Cloudflare says it recently stopped the biggest HTTPS DDoS attack ever seen.
Product manager Omer Yoachimik revealed in a blog post (opens in new tab) that the company automatically detected and mitigated a 26 million requests per second (RPS) attack against a customer site using the company’s Free plan.
Such a powerful attack was made possible by threat actors using hijacked virtual machines and servers rather than Internet of Things (IoT) devices to send malicious traffic. (opens in new tab), said the company. In total, around 5,000 devices were used for the attack, with each endpoint (opens in new tab) generating about 5,200 RPS at peak.
expensive attacks
This shows just how dangerous virtual machines and servers are when used for DDoS attacks, the company says, as other larger botnets are not able to mimic a fraction of that power.
Thirty seconds after the attack, the botnet generated over 212 million HTTPS requests from over 1,500 networks located in 121 countries. Most orders came from Indonesia, the United States, Brazil and Russia. About 3% of the attack came through Tor nodes.
The main networks of origin include the French OVH (Autonomous System Number 16276), the Indonesian Telkomnet (ASN 7713), the North American iboss (ASN 137922) and the Libyan Ajeel (ASN 37284), the blog adds.
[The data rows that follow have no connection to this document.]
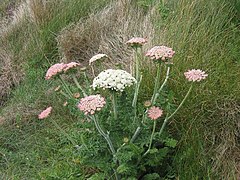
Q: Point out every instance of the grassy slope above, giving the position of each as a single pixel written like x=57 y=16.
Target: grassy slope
x=202 y=40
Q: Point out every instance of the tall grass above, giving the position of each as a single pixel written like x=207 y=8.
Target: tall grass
x=204 y=36
x=203 y=33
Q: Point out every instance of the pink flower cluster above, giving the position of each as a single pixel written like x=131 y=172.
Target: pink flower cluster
x=160 y=53
x=97 y=57
x=195 y=75
x=91 y=104
x=45 y=113
x=154 y=113
x=59 y=68
x=136 y=42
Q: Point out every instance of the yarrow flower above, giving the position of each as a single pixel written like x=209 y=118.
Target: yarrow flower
x=45 y=113
x=195 y=75
x=154 y=113
x=54 y=70
x=160 y=53
x=91 y=104
x=97 y=57
x=136 y=42
x=70 y=66
x=112 y=79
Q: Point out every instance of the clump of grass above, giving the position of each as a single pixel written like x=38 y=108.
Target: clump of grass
x=105 y=32
x=205 y=38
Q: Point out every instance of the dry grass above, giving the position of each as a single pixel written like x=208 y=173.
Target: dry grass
x=10 y=74
x=224 y=138
x=105 y=32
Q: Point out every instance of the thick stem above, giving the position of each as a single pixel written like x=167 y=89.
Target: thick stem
x=180 y=105
x=135 y=134
x=163 y=84
x=151 y=138
x=87 y=82
x=114 y=101
x=78 y=85
x=63 y=132
x=157 y=81
x=106 y=136
x=134 y=103
x=65 y=86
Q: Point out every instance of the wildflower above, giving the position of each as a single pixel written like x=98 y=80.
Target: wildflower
x=57 y=88
x=136 y=42
x=97 y=57
x=112 y=79
x=195 y=75
x=76 y=95
x=54 y=70
x=70 y=66
x=125 y=140
x=154 y=113
x=65 y=103
x=91 y=104
x=160 y=53
x=147 y=103
x=45 y=113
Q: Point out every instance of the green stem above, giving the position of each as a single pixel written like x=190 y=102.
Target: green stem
x=64 y=94
x=114 y=101
x=157 y=81
x=63 y=132
x=180 y=105
x=87 y=81
x=150 y=143
x=78 y=85
x=163 y=84
x=107 y=138
x=65 y=86
x=135 y=134
x=134 y=103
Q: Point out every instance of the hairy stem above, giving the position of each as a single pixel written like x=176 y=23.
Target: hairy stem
x=114 y=101
x=180 y=105
x=78 y=85
x=65 y=86
x=157 y=81
x=63 y=132
x=151 y=138
x=163 y=84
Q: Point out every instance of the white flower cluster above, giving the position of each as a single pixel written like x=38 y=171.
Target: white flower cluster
x=113 y=79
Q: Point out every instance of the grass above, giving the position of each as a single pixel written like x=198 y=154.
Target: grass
x=202 y=36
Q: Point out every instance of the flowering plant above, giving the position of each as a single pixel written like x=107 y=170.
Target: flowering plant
x=133 y=143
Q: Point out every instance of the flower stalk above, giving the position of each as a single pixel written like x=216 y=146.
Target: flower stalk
x=163 y=84
x=78 y=85
x=65 y=86
x=114 y=102
x=157 y=81
x=151 y=138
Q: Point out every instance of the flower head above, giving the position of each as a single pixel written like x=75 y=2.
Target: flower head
x=91 y=104
x=97 y=57
x=195 y=75
x=54 y=70
x=160 y=53
x=113 y=79
x=136 y=42
x=45 y=113
x=70 y=66
x=154 y=113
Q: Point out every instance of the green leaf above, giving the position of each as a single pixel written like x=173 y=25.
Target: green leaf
x=171 y=142
x=152 y=176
Cloudflare also said the attack was over HTTPS, making it more expensive in terms of computing resources required, as establishing a secure TLS encrypted connection costs more. Consequently, it also costs more to mitigate it, Cloudflare said. “We’ve seen very large attacks in the past over HTTP (unencrypted), but this attack stands out because of the features required at its scale,” the blog reads.
Large attacks are growing, both in size and frequency, Cloudflare warns. Still, they remain short and fast as threat actors try to wreak as much havoc as possible without being detected.